The contemporary duties of the Evzones include the 24-hour guarding of the Tomb of the Unknown Soldier in downtown Athens, as well as the guarding of the Presidential Palace, the ceremonial raising and lowering of the Greek flag every Sunday at the Acropolis, presenting arms and welcoming foreign leaders, accompanying the President of the Hellenic Republic on official visits abroad, annual participation on March 25th military parade in Athens and October 28th military parade in Thessaloniki.


The Evzone Traditional Uniform

 The conscripts chosen meticulously to become Evzones must have a height of no less than 1.87 meters and excellent physique, which can be tested during the long and strenuous training that can last several months.
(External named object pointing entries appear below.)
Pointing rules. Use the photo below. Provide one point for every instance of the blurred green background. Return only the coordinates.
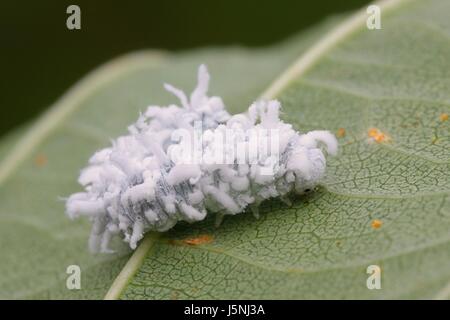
(41, 58)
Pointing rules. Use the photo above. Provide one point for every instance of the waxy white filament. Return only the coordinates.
(136, 186)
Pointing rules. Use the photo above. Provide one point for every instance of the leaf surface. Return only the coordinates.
(395, 80)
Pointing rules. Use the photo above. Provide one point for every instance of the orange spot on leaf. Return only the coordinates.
(341, 132)
(202, 239)
(376, 224)
(40, 160)
(377, 135)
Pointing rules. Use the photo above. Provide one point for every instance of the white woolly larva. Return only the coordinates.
(178, 163)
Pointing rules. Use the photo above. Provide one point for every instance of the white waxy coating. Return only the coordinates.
(136, 186)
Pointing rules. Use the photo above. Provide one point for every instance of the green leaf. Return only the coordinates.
(37, 240)
(395, 80)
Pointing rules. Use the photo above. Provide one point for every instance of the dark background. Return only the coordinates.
(41, 58)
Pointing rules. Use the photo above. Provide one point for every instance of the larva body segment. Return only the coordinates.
(145, 181)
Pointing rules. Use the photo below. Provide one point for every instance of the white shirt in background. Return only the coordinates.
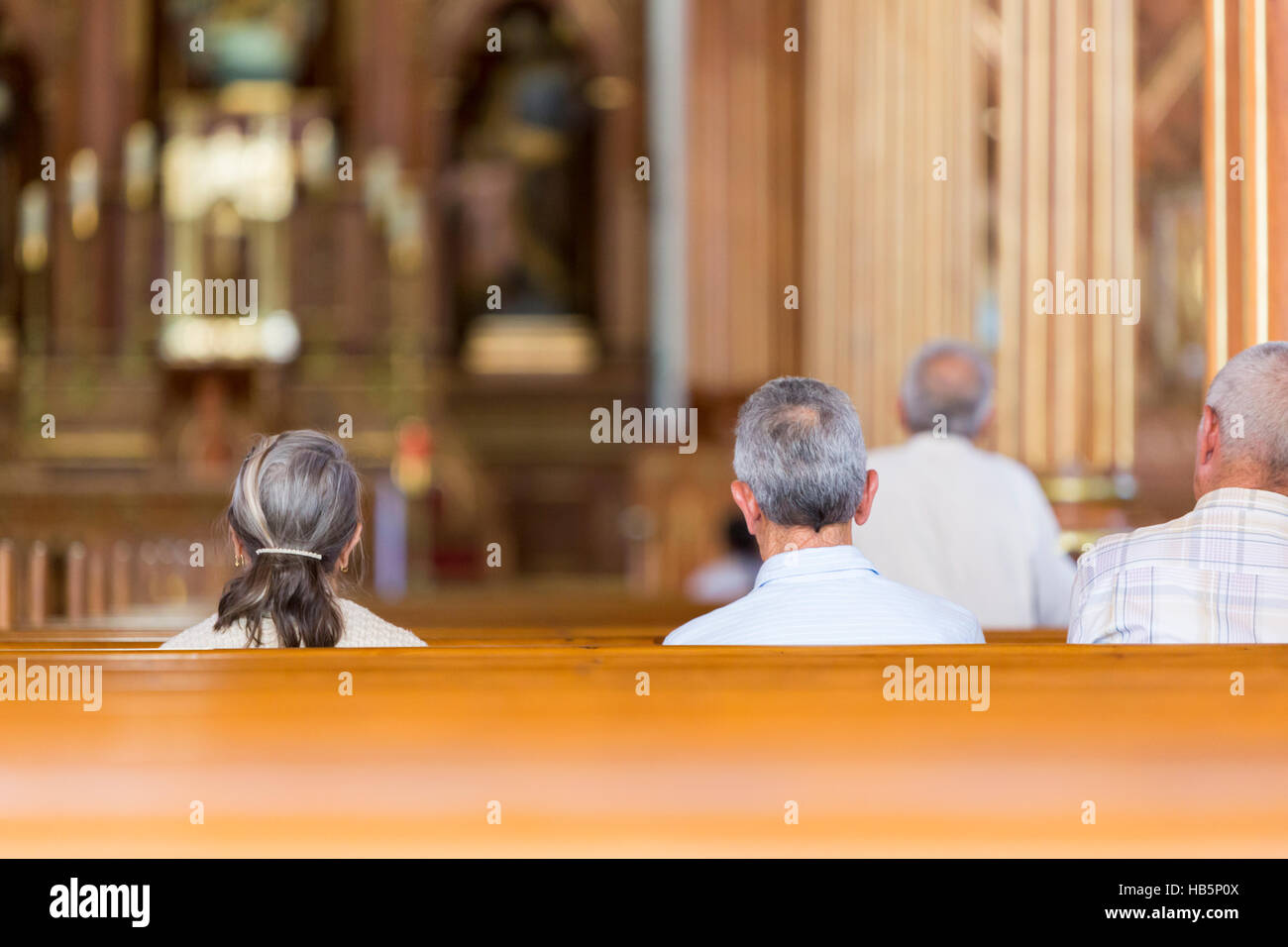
(970, 526)
(829, 595)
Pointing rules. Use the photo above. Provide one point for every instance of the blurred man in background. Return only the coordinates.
(803, 479)
(730, 577)
(957, 521)
(1220, 573)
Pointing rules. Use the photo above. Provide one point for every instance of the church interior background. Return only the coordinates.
(460, 252)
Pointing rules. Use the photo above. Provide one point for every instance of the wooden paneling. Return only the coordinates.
(1245, 95)
(743, 191)
(892, 254)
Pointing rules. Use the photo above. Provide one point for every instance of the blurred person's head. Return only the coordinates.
(802, 466)
(1243, 433)
(948, 386)
(738, 540)
(295, 519)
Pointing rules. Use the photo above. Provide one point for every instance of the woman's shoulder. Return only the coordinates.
(365, 629)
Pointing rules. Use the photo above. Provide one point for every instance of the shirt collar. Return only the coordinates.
(1244, 499)
(814, 561)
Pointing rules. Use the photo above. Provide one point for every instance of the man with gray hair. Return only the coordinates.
(958, 521)
(1220, 573)
(803, 479)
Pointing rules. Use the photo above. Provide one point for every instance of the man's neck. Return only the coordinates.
(1240, 479)
(786, 539)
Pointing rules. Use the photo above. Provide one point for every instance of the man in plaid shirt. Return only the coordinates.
(1220, 573)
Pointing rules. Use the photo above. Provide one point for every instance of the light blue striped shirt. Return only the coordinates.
(829, 595)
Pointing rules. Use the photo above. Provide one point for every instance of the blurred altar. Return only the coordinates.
(447, 231)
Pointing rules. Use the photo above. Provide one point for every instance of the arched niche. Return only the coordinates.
(606, 42)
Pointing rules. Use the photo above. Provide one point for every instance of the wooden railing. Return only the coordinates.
(542, 637)
(653, 751)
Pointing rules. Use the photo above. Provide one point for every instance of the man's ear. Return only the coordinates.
(746, 501)
(1209, 441)
(870, 493)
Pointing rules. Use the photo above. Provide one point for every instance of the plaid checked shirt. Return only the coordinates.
(1219, 574)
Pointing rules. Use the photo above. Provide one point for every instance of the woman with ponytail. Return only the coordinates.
(295, 521)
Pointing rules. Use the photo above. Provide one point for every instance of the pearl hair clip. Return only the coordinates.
(290, 552)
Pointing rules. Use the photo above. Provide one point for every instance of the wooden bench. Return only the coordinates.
(725, 744)
(595, 637)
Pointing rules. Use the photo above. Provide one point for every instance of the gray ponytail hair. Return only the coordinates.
(295, 489)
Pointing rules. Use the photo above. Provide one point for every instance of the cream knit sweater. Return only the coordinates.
(362, 629)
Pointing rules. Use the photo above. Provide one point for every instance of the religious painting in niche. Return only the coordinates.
(248, 40)
(520, 200)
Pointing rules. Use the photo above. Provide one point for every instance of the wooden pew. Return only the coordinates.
(562, 744)
(578, 637)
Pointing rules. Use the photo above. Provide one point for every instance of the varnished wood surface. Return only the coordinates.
(581, 637)
(583, 764)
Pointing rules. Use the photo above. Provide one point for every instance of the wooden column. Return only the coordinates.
(7, 591)
(38, 583)
(1065, 380)
(743, 191)
(1244, 162)
(894, 192)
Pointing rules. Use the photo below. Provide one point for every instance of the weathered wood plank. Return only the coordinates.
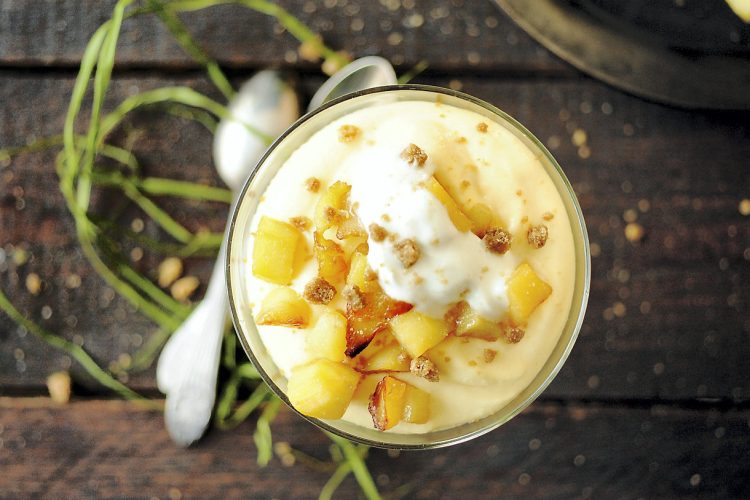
(474, 35)
(667, 316)
(113, 448)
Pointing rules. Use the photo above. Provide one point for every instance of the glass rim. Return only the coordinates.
(578, 226)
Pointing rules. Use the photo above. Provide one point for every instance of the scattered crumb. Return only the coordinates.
(169, 270)
(312, 184)
(537, 235)
(413, 154)
(319, 291)
(349, 133)
(378, 233)
(355, 299)
(489, 355)
(407, 252)
(183, 288)
(634, 232)
(33, 283)
(497, 240)
(59, 387)
(514, 334)
(423, 367)
(301, 222)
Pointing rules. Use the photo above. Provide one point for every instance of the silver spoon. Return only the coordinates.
(189, 362)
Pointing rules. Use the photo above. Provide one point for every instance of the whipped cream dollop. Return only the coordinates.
(392, 193)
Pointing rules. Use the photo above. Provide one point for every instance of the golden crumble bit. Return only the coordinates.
(349, 133)
(355, 299)
(377, 232)
(537, 235)
(301, 222)
(413, 154)
(319, 291)
(514, 334)
(407, 252)
(497, 240)
(423, 367)
(312, 184)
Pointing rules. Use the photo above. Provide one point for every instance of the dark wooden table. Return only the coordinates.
(653, 401)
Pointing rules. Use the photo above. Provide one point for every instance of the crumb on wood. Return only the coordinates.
(413, 154)
(349, 133)
(407, 252)
(312, 184)
(497, 240)
(423, 367)
(537, 235)
(319, 291)
(355, 299)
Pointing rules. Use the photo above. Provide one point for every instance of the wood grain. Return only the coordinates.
(479, 38)
(113, 448)
(667, 316)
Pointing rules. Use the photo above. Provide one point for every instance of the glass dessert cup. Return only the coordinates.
(238, 268)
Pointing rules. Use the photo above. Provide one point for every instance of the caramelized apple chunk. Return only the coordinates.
(322, 388)
(284, 306)
(275, 251)
(417, 332)
(526, 291)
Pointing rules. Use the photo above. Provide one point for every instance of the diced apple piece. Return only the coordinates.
(332, 265)
(322, 388)
(383, 354)
(416, 405)
(526, 291)
(471, 324)
(327, 339)
(387, 403)
(275, 250)
(365, 322)
(458, 218)
(330, 203)
(284, 306)
(417, 332)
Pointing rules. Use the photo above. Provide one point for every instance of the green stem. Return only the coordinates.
(181, 34)
(75, 351)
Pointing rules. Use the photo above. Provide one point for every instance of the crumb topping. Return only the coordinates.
(514, 334)
(537, 235)
(407, 252)
(414, 155)
(349, 133)
(423, 367)
(497, 240)
(489, 355)
(312, 184)
(302, 223)
(319, 291)
(354, 297)
(378, 233)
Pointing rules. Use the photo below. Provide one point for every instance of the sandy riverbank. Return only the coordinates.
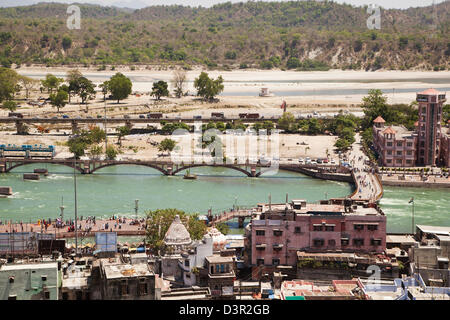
(242, 86)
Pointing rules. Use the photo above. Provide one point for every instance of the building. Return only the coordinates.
(427, 145)
(76, 281)
(275, 235)
(123, 281)
(307, 290)
(35, 281)
(431, 253)
(221, 276)
(406, 288)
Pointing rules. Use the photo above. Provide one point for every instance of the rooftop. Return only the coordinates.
(219, 259)
(126, 271)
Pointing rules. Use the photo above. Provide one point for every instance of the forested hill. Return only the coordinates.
(304, 35)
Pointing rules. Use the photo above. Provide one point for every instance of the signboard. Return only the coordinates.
(106, 241)
(227, 291)
(21, 242)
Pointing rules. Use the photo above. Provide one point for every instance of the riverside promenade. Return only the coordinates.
(87, 227)
(368, 185)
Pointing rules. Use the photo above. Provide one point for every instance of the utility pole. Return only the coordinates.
(106, 132)
(136, 207)
(75, 192)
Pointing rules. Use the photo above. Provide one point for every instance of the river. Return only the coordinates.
(113, 190)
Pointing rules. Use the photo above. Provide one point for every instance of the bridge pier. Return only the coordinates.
(21, 128)
(74, 127)
(128, 124)
(241, 222)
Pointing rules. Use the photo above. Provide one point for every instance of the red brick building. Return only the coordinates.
(275, 235)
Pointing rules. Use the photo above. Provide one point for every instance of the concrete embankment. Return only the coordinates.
(415, 184)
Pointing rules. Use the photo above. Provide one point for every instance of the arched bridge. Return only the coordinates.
(165, 167)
Their notorious training involves the development of the ability to stand still for an entire hour and the perfecting of their trademark synchronised ceremonial gait when changing guards. In order to protect the Evzones’ blood circulation following the motionless 60 minutes the ceremonial steps are carried out in slow motion.

The elite unit of the Evzones uniform has a history of some 2.800 years originating from the warriors at the time of Homer and culminating in the guerrillas at the time of the Turkish occupation. They are all handmade by specialised artificers, as even the making of them is a complicated procedure. There are two versions of the Evzone uniform; that of the officer and that of the private. Each has a summer and a winter version. The completion of each of them can take up to 80 days and more than 30 meters of white cloth.


The main parts of the Evzone uniform include a hat made of red baize with a silk tassel, a white shirt with wide sleeves, a hand embroidered waistcoat, a kilt (the foustanella) made from 30 meters of white cloth with 400 pleats each of them representing the 400 years of the Turkish occupation, breeches (long red trousers for the officers and white woolen stockings for the conscripts), a cartridge belt and two garters (blue for the officers and black for the conscripts). Each pair of the traditional shoes (tsarouhia) weighs some 3.5 kilos. The shoes are also completely handmade from hard red leather and each sole has 60 nails, while the toe of the shoe turns up in a point which is covered by a black pompom. Apart from the above, the uniform also consists of the gaiters, the red boots and the 1821 sabre of the officers, the inside garter holding the stockings in position and the fringe.

In addition to the common Evzone uniform the unit’s members also wears the Cretan uniform with its characteristic breeches and knife worn in the belt as well as the traditional uniform of Pontus, which has been added lately. Those two uniforms are used in special occasions, commemorating events related to either the history of Crete or Pontus.

 Konstantinos Koukidis: The legendary Evzone who refused to surrender the Greek flag to Nazis
Konstantinos Koukidis: The legendary Evzone who refused to surrender the Greek flag to Nazis

Konstantinos Koukidis: The legendary Evzone who refused to surrender the Greek flag to Nazis

On Sunday April 27th 1941, when the first German regiments reached the outskirts of Athens, the young Evzone Konstantinos Koukidis was on flag guard duty at the Acropolis. When the first Nazi officers and soldiers climbed the sacred hill he was ordered to surrender and hand them over the Greek flag and replace it with the swastika. The heroic Evzone conscript instead refused to obey the occupation army officers’ orders and after hauling down the flag and wrapping it around his body, jumped from the Acropolis hill to his death. Koukidis’ tale, which was first published in the British Daily Mail, inspired Athenians to follow his example and disobey the invaders’ orders and fight for freedom. Some 60 years after his sacrifice, on April 2000, a commemoration plaque was placed in the spot where it is believed Koukidis died, in memory of him.